Testable Predictions

• Prediction 1: Chemogenetic inhibition of CRF neurons in the central amygdala of aged mice will restore fear extinction to young‑adult levels without altering baseline anxiety measures (e.g., elevated plus maze).
• Prediction 2: Aged mice exhibiting extinction deficits will show reduced GluN2D surface expression and decreased phosphorylation‑sensitive currents in ILC neurons, reversible by acute CRF1 antagonism.
• Prediction 3: Diffusion tensor imaging of amygdala‑vPFC tracts will show comparable fractional anisotropy decline in aged mice with and without CRF‑mediated extinction impairment, confirming structural dissociation.
• Prediction 4: Viral overexpression of a phosphorylation‑resistant GluN2D mutant in the ILC will rescue extinction in aged mice despite persistent central amygdala CRF hypersensitivity.

Experimental Approach

• Use aged (18‑24 month) C57BL/6J mice; confirm low baseline anxiety via open‑field and elevated plus maze.
• Employ Cre‑dependent DREADDs (hM4Di) in CRF‑IRES‑Cre mice to silence central amygdala CRF neurons during extinction training.
• Measure freezing across acquisition, extinction, and recall sessions; assess plasma corticosterone to rule out HPA confounds.
• Perform ex vivo slice electrophysiology in ILC to quantify GluN2D‑mediated NMDA currents and surface biotinylation.
• Acquire in vivo DTI to quantify amygdala‑vPFC white matter integrity; correlate with behavioral phenotypes.
• Validate causality with AAV‑GluN2D(S1480A) overexpression in ILC and CRF1 antagonist (CP‑154,526) microinfusions.

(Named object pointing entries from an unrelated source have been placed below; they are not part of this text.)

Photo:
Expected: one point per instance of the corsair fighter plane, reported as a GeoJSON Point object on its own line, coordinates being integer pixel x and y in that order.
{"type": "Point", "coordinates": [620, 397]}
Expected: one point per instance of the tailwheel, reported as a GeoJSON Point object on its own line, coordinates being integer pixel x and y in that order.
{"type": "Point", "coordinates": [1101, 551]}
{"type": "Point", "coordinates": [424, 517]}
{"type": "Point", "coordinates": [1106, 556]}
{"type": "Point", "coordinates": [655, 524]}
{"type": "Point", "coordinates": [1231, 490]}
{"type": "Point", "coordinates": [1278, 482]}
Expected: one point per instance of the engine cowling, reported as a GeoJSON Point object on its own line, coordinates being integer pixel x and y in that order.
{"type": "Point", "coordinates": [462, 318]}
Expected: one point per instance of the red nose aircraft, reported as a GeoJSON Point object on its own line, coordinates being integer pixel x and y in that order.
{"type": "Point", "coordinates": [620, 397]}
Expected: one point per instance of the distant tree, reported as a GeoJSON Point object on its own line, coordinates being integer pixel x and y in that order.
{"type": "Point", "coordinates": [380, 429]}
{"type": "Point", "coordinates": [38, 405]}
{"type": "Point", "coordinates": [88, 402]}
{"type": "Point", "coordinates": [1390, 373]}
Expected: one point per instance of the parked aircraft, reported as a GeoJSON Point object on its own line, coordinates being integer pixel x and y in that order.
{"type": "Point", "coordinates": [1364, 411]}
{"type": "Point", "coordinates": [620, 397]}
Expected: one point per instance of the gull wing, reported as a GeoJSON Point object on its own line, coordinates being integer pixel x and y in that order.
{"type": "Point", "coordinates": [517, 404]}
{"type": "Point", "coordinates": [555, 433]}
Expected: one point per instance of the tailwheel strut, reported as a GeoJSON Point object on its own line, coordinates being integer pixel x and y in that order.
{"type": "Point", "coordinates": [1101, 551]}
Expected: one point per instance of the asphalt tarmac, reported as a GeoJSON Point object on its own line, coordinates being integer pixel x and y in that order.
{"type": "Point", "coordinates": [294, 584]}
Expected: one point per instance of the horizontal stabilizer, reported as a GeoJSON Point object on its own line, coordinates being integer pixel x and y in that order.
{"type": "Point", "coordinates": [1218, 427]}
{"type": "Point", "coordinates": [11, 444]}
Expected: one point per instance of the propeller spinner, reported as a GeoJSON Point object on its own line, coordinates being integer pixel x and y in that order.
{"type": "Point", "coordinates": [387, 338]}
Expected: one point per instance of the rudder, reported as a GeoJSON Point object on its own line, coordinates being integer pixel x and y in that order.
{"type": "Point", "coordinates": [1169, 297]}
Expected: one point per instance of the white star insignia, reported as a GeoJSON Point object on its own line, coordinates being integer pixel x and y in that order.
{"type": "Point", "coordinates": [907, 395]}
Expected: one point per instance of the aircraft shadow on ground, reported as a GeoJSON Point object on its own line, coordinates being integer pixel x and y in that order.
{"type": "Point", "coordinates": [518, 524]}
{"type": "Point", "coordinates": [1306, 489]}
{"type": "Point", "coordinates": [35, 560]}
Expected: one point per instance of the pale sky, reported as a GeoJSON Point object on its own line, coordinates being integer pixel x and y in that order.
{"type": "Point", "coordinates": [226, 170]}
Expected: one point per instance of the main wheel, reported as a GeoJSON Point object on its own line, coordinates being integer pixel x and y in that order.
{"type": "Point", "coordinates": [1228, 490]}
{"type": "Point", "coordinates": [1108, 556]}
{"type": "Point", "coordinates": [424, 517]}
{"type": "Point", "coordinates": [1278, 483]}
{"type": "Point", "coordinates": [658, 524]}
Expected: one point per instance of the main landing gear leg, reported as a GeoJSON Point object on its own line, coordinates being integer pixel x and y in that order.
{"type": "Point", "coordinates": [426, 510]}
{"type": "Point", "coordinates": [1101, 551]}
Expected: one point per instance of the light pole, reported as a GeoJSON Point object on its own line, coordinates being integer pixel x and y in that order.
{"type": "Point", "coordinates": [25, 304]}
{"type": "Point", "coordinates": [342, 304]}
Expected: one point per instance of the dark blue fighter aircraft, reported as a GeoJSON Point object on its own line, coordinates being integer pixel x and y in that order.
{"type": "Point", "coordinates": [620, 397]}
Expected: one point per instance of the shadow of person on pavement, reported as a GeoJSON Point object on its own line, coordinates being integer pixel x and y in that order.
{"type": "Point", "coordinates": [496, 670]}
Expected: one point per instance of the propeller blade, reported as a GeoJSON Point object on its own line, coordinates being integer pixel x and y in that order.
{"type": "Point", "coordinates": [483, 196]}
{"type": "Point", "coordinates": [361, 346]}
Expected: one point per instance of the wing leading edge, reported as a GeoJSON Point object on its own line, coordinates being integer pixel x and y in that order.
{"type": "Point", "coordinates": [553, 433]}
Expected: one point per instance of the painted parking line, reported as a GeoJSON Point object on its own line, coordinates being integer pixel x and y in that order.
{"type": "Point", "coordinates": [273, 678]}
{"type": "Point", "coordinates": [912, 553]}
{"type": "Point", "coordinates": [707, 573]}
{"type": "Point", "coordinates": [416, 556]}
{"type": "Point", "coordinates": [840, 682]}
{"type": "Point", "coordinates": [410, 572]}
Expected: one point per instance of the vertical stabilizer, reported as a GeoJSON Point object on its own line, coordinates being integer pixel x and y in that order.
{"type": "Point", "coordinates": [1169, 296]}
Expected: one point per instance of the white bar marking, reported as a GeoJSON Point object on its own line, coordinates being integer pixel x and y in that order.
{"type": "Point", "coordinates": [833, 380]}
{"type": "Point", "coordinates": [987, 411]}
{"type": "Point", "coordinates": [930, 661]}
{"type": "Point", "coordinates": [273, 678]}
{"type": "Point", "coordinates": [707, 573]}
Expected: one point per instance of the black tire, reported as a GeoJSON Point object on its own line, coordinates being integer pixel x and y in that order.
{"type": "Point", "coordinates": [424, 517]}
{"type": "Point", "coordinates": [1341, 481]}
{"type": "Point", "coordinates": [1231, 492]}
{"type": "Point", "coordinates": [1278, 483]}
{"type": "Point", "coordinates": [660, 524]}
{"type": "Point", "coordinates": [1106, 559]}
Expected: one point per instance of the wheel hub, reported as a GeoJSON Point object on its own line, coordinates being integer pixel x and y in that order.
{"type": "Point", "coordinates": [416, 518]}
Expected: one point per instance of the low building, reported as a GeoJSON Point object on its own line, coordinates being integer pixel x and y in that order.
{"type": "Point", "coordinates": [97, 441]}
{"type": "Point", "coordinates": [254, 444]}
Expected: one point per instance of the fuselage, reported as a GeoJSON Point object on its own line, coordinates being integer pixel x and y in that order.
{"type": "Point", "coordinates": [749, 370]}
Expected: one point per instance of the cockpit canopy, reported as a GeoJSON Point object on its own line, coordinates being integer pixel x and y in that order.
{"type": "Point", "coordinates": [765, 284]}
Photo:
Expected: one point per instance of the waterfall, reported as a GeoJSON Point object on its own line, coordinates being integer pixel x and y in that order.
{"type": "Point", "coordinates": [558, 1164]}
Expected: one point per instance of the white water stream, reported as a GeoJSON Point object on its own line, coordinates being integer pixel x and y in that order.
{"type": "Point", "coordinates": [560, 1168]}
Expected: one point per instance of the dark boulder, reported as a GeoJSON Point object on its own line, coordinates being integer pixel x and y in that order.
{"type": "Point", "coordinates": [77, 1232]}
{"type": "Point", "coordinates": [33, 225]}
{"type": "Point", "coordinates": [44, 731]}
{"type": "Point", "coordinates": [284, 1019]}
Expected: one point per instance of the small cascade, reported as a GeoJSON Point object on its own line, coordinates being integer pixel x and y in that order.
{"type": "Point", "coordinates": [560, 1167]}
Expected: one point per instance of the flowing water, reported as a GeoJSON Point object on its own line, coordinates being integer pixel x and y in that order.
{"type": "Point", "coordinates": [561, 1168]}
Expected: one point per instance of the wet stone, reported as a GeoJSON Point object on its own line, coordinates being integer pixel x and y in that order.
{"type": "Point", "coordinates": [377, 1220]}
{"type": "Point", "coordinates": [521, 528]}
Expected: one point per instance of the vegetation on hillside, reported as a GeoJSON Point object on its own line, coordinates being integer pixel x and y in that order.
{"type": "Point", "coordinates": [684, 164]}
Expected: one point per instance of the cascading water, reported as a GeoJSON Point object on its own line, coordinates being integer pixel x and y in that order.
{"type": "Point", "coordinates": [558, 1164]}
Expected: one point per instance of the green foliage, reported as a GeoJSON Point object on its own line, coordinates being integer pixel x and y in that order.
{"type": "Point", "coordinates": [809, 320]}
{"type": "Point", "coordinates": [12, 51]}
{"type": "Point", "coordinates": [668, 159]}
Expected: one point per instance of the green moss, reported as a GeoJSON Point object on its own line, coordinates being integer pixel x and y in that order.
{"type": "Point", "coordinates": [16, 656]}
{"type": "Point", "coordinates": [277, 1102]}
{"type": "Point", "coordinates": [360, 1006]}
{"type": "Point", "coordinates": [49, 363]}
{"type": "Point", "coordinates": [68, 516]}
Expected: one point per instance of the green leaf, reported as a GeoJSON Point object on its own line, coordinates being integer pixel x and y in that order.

If CRF‑driven GluN2D suppression in the ILC underlies extinction failure independent of vPFC‑amygdala structural loss, this hypothesis reframes age‑related emotional dysregulation as a circuit‑specific plasticity deficit rather than a global regulatory breakdown, offering a precise target for interventions that preserve adaptive fear learning without affecting baseline mood.